Device-Locking Ransomware Moves to Android

UPDATE–Ransomware has been wreaking havoc on desktops for many years now, with attackers demanding that victims pay a fee to unlock the infected system. This kind of malware hasn’t been a huge issue yet on mobile devices, but that’s beginning to change, albeit slowly.

A new piece of mobile malware targeting Android is being sold by the same group responsible for the Reveton ransomware, which has been circulating for more than two years. The goal of all ransomware variants is to extort money from victims in one way or another. In some cases, including Reveton, the attackers use fake warnings from the FBI or other law enforcement agencies telling the victim that he has been found to have visited illegal sites containing child pornography and must pay a fine.

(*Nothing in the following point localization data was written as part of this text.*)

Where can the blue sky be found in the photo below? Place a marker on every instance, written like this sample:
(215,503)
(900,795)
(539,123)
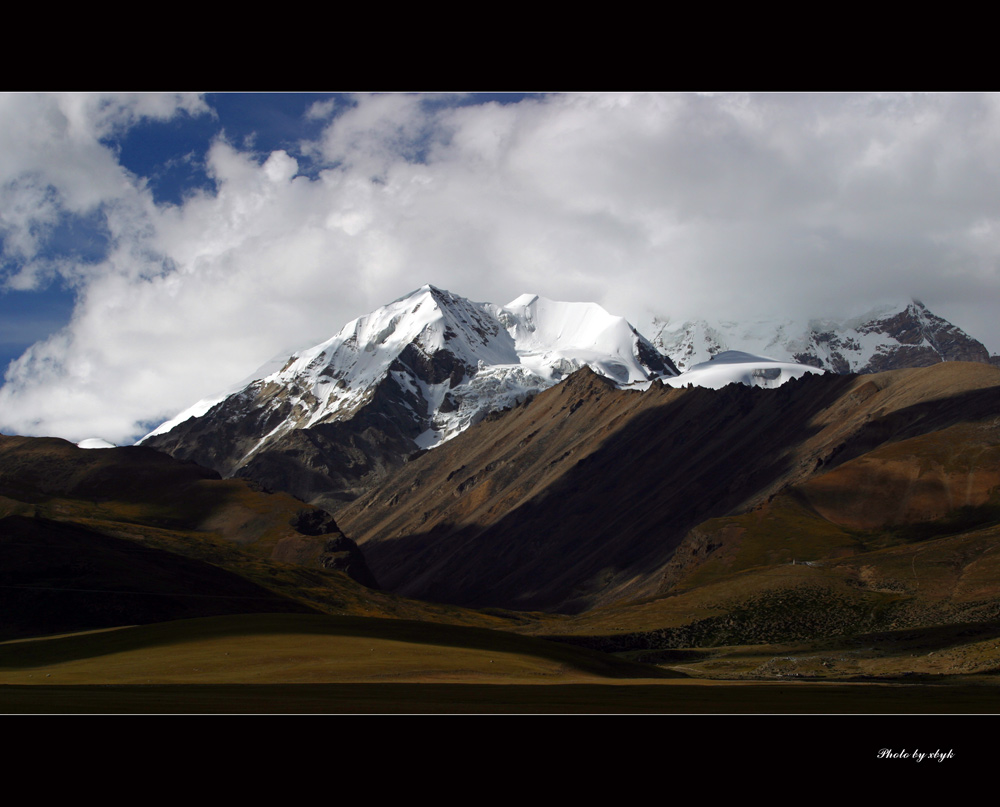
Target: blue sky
(156,248)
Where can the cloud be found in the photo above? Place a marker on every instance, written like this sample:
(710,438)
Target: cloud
(680,205)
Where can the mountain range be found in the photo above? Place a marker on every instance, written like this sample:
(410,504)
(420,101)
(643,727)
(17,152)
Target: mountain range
(888,337)
(332,422)
(544,468)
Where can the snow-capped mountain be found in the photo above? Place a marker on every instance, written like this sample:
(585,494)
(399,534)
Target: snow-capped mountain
(405,377)
(738,367)
(885,338)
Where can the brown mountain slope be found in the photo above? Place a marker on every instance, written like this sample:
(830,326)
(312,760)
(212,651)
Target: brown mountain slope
(582,496)
(103,538)
(52,478)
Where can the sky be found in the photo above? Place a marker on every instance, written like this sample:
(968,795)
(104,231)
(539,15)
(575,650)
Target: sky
(157,248)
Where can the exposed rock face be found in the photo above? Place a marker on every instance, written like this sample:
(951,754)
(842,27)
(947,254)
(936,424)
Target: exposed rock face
(591,494)
(889,338)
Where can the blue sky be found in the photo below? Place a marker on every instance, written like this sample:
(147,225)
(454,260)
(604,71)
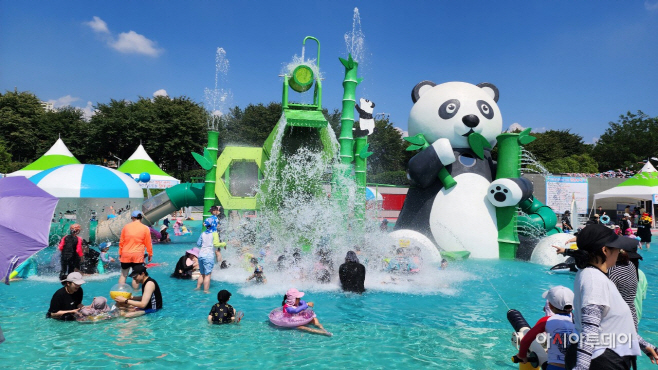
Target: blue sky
(558,64)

CryptoLocker and similar pieces of ransomware takes this to a different level, encrypting victims’ hard drives with strong encryption and demanding a payment, typically around $300, in order to get access to the private key that will decrypt the drive. The ransomware has spread far and wide in the last year, and scammers often send out links to affiliated domains in phishing emails. When users hit those domains, they could encounter an exploit kit that tries to launch exploits against the victim’s browser.

Now, at least one gang is advertising a piece of ransomware that has the ability to infect Android devices.

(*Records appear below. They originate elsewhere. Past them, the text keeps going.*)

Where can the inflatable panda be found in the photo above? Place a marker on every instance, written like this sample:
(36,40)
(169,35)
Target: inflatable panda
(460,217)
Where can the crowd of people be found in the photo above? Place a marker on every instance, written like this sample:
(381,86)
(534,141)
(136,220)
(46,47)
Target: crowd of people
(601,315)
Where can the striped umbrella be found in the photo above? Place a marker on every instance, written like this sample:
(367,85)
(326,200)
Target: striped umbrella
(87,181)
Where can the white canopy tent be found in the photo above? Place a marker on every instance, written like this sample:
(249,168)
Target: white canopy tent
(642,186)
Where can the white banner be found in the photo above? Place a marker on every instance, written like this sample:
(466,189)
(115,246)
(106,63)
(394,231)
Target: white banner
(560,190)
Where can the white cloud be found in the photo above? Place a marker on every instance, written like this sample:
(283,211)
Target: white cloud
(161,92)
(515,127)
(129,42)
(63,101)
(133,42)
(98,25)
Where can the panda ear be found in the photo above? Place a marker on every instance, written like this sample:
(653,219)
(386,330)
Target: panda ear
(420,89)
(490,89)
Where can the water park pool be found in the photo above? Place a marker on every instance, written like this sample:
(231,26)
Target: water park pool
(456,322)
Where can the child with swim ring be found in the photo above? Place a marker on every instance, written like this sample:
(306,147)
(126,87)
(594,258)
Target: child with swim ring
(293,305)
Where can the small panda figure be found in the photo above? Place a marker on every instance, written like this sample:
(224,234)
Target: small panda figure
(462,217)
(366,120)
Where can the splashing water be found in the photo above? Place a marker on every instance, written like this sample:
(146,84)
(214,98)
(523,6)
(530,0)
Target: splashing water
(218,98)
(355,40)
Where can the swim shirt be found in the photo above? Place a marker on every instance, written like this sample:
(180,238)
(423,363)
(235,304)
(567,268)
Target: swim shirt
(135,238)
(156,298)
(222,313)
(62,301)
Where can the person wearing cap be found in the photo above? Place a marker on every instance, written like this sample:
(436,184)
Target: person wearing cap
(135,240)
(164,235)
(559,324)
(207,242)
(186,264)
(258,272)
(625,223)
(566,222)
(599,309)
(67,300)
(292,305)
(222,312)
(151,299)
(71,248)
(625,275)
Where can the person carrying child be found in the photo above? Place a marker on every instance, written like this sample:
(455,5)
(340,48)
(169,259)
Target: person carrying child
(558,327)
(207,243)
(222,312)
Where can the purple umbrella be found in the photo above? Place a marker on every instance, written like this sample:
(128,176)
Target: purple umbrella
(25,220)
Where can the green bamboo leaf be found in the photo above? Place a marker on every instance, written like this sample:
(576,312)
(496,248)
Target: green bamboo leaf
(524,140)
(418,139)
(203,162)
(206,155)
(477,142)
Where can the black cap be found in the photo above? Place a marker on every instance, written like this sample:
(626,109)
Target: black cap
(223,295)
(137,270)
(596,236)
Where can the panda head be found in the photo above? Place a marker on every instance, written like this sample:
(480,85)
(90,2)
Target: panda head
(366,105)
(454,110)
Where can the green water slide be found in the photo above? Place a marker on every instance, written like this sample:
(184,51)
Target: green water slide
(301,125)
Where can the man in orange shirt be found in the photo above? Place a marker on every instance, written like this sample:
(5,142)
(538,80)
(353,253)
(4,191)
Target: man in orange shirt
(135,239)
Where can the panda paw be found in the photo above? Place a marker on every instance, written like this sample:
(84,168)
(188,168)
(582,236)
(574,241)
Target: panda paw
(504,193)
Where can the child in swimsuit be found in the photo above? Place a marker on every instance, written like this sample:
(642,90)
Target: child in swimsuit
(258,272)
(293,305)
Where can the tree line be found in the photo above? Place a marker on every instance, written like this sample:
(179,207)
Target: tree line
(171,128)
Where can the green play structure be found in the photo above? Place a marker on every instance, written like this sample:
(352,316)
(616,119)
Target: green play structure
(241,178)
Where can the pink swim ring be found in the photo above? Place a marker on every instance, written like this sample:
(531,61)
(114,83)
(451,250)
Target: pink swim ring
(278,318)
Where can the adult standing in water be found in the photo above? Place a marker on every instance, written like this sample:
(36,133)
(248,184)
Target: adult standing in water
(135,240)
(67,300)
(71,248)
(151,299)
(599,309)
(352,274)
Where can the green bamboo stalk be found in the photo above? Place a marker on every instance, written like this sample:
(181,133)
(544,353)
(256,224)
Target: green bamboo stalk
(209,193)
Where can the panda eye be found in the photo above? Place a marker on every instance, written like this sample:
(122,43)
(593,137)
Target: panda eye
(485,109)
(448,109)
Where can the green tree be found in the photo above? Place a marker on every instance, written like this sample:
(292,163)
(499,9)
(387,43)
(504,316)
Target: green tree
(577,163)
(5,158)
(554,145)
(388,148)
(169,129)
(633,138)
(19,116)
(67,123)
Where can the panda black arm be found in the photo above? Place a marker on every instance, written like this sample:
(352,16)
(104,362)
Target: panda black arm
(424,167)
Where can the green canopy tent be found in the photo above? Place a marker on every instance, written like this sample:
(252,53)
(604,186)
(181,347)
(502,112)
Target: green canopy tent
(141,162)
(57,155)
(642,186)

Unlike CryptoLocker and its competitors, however, this malware does not encrypt the data on an infected device.

Unlike CryptoLocker and its competitors, however, this malware does not encrypt the data on an infected device. Rather, it locks the device. A security researcher who uses the handle Kafeine found that when victims on Android devices hit a domain using this particular strain of the ransomware, the site redirects users to a porn site that uses social engineering to entice them to download the malicious APK containing the ransomware. The ransomware also can infect desktop machines if victims browse to the malicious domain. Kafeine is a French researcher who closely follows the malware and exploit kit worlds and often publishes analyses of new variants.

“If you land on it with Android then you’ll be redirected to a website that will push the download of the APK to the mobile without interaction. Note : no installation. User has to do an action. So it’s Social Engineering.” Kafeine wrote in an analysis of the malware.

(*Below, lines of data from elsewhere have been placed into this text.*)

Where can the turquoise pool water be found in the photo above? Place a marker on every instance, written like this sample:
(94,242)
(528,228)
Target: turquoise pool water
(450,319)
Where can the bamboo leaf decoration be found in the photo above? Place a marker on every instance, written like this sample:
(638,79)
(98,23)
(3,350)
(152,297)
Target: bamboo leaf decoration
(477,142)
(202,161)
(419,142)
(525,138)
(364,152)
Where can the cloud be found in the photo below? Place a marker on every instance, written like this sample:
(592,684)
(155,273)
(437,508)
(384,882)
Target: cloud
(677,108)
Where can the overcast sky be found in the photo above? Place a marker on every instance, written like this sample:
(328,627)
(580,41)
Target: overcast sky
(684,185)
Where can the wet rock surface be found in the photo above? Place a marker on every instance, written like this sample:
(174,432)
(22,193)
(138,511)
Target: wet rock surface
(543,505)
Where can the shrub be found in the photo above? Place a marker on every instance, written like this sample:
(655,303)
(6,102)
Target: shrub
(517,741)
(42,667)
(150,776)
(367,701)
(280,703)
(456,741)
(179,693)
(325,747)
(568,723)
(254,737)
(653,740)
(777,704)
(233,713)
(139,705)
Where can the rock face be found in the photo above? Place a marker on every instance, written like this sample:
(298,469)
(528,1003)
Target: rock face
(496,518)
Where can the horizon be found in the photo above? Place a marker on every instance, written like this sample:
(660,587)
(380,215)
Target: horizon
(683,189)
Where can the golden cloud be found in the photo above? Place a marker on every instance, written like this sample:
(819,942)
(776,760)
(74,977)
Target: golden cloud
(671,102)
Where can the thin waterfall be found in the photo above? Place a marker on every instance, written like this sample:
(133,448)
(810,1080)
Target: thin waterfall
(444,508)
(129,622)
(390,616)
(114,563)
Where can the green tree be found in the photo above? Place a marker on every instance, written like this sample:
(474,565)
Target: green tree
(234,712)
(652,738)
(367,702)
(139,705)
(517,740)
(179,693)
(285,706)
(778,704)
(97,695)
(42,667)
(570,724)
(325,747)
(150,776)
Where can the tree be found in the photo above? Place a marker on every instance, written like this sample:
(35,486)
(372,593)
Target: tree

“The locker is kind of effective. You can go on your homescreen but nothing else seems to work. Launching Browser, callings Apps, or ‘list of active task’ will bring the Locker back.”

The APK file the user downloads masquerades as a porn app, but when it’s launched victims see a warning screen saying that they have been accused of viewing or disseminating pornography from their phone. The message says the user could face a jail term of five to 11 years and demands a payment of $300 via MoneyPak.

The version of the kit that’s being advertised by the Reveton gang has variants for victims in more than 30 countries, including the United States, UK, France, Germany, Australia and Spain.

This article was updated on May 7 to clarify that the malware isn’t a version of CryptoLocker. It was further updated on June 5 to explain that the malware does not encrypt infected Android devices, but simply locks them.